Tyrus bowed gravely.
“It can be done,” he agreed; “and, as you say, it may be our duty to see that it is done.”
“Then delay not. Every moment is precious.”
“Give me your hand,” said the elder man.
Maro assisted him to rise.
“It was a terrible shock I received,” muttered Tyrus, moving his shoulders and making a wry face. “It is most remarkable that my neck was not broken. Even now to move at all causes me discomfort, and to-morrow I fancy I will be exceedingly lame.”
“Think not of yourself,” urged Maro, burning with impatience and seeking to pull Tyrus onward. “Think of Flavia and your duty to her. Hasten!”
“Wait a little,” said the elder man. “I am dizzy. My head reels.

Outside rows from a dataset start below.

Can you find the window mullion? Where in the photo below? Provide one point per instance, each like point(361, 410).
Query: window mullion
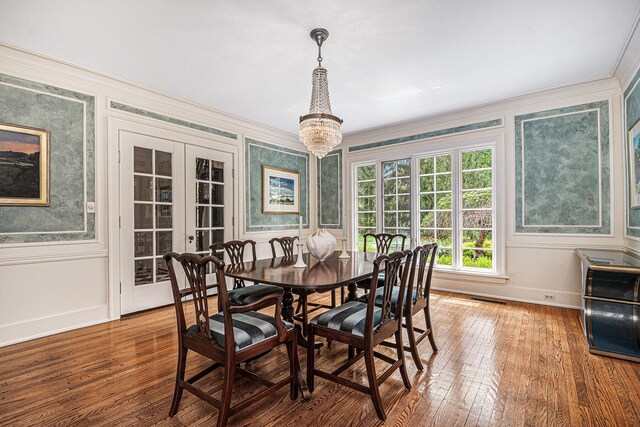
point(456, 214)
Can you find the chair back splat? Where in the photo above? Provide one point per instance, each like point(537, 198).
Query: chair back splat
point(195, 270)
point(392, 265)
point(286, 243)
point(420, 274)
point(235, 250)
point(383, 241)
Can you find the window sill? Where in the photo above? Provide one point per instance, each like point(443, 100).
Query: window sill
point(470, 276)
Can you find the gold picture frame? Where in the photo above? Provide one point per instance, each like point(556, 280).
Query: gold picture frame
point(24, 166)
point(633, 142)
point(280, 191)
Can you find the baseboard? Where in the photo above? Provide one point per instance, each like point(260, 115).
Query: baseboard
point(18, 332)
point(508, 295)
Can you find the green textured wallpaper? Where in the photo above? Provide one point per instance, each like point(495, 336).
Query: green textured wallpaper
point(562, 170)
point(330, 190)
point(69, 117)
point(257, 154)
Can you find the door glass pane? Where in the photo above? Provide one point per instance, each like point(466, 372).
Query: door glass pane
point(155, 214)
point(164, 242)
point(163, 216)
point(163, 190)
point(142, 160)
point(143, 271)
point(142, 188)
point(217, 171)
point(202, 192)
point(163, 163)
point(143, 244)
point(143, 216)
point(210, 219)
point(217, 217)
point(202, 169)
point(217, 194)
point(202, 216)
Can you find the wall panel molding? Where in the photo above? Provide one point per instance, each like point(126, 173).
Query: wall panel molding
point(488, 124)
point(169, 119)
point(563, 170)
point(330, 190)
point(69, 116)
point(257, 154)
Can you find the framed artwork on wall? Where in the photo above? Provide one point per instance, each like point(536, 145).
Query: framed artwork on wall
point(24, 166)
point(634, 165)
point(280, 191)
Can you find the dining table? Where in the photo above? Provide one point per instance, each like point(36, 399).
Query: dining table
point(317, 276)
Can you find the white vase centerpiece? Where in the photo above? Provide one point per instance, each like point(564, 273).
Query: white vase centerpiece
point(321, 244)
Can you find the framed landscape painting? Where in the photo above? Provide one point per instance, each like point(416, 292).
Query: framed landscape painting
point(634, 165)
point(24, 166)
point(280, 191)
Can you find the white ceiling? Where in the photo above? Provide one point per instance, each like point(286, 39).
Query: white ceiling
point(388, 61)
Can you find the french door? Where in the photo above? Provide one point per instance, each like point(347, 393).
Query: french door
point(173, 197)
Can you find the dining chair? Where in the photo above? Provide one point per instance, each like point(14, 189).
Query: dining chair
point(416, 300)
point(234, 335)
point(364, 326)
point(287, 245)
point(242, 294)
point(383, 242)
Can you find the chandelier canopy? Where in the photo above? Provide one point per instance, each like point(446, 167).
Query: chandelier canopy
point(320, 130)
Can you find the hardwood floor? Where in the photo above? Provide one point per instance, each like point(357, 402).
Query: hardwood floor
point(513, 364)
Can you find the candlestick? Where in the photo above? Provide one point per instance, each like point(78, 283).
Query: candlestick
point(344, 226)
point(344, 254)
point(300, 262)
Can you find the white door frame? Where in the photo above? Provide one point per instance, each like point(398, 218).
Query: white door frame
point(163, 131)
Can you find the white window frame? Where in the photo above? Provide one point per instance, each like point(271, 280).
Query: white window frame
point(414, 151)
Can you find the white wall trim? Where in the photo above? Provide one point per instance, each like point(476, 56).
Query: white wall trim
point(17, 332)
point(516, 299)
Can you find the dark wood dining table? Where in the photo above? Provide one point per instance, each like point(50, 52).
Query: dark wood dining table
point(318, 276)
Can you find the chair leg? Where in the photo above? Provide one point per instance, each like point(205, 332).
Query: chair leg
point(311, 352)
point(177, 393)
point(227, 391)
point(412, 342)
point(427, 318)
point(403, 365)
point(373, 383)
point(292, 351)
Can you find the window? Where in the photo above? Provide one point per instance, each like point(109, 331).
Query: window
point(365, 201)
point(477, 209)
point(396, 193)
point(443, 196)
point(436, 205)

It is a singular sensation, for all my life I have been strong as the horse.”
Indeed, he swayed and might have fallen but for the supporting arm of the young man.

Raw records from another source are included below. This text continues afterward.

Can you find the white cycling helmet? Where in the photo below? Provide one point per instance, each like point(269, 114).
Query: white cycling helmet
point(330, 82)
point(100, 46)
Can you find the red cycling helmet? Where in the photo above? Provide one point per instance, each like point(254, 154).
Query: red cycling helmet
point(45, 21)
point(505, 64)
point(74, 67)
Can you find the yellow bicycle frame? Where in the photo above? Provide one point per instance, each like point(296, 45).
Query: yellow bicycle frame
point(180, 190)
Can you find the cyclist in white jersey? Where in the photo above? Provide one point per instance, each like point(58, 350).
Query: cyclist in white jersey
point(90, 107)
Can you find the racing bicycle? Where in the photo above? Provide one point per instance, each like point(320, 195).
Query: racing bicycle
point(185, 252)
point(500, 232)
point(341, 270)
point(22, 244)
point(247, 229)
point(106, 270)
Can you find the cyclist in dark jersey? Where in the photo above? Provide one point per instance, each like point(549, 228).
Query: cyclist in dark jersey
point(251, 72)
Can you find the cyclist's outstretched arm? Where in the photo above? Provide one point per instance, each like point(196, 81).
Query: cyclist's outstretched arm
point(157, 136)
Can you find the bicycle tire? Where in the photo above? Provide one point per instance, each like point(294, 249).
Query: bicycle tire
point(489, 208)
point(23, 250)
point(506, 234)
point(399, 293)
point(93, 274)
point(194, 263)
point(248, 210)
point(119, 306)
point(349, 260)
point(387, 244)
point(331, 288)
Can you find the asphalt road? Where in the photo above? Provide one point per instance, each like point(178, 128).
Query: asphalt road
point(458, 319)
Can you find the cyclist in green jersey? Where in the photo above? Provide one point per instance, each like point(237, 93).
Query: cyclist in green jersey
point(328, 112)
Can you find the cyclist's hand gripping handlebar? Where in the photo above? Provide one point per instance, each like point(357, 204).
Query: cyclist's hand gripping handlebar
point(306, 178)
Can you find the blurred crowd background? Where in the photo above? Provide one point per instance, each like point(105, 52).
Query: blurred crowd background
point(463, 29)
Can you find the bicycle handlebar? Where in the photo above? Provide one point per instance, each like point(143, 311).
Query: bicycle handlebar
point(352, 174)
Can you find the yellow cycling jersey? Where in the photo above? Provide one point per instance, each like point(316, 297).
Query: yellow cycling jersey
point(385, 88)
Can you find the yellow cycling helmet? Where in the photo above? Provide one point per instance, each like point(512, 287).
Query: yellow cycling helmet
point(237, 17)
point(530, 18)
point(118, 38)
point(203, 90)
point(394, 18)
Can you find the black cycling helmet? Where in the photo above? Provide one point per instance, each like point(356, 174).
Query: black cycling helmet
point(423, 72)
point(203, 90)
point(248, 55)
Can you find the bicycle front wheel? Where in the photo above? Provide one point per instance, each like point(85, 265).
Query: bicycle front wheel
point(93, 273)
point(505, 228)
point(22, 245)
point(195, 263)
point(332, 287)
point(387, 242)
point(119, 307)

“Oh, these Americans!” he muttered. “Even mere boys, scarce escaped from the nursery, seem to have the courage, skill and strength of men. What a wonderful people they must be!”
“Bah! I admire them not, for ever it is that an American and an Englishman will unite against one of any other nation. They speak one language, and there is between them a bond of sympathy stronger than they themselves dream. Has the Astrologer of Minerva not said that some day they will unite and rule the world. I admire them not, I tell you! Come, Tyrus, they will escape with Flavia, and we——”
“We will find them, never fear. They shall soon be placed in confinement and kept there until Flavia is yours. I think I can walk now.”
“Then hasten, hasten!” urged the impatient and baffled lover.
Zenas Gunn strutted like a peacock. He seemed to feel that he it was who had accomplished the feat of baffling the girl’s pursuers. For a time he put aside his fear of further trouble over the affair, jogged along at her side and talked fluently with her in the language she could best understand.
They left the plateau by way of the marble gate and hastened to descend.
“Trust us, my dear child,” said the professor.
“I do,” she declared, smiling on him in a manner that made him throw out his chest still further. “But, oh, I fear Tyrus and Maro! They are determined that I shall never see Charlee again.”
“Hum! hem! How long have you known this Charlie?”
“It is not long. He is the most beautiful man in all the world!”
“You should have seen me when I was younger,” said Zenas. “I beg your pardon, but I do not think we have learned your name?”
“It is Flavia.”
“Beautiful name,” declared the professor. “Look out, my child, do not stumble there.”
“There is no danger that I will stumble, but you——”
“Oh, I’m as frisky as a young colt! Didn’t you see me put Tyrus to the bad a while ago? Don’t worry about me.”
“The old boy is getting along some!” observed Brad, speaking to Dick, as they followed Zenas and the girl. “It takes a young girl to wake him up and make him lively.”
There was a shadow on Merriwell’s face.
“It was our duty to protect the girl,” he said; “but now it would be an absolute relief if we knew where to find this Englishman, Cavendish. There is going to be a great rumpus over this, and we may find ourselves in a pickle because we took the part of this maid of Athens.”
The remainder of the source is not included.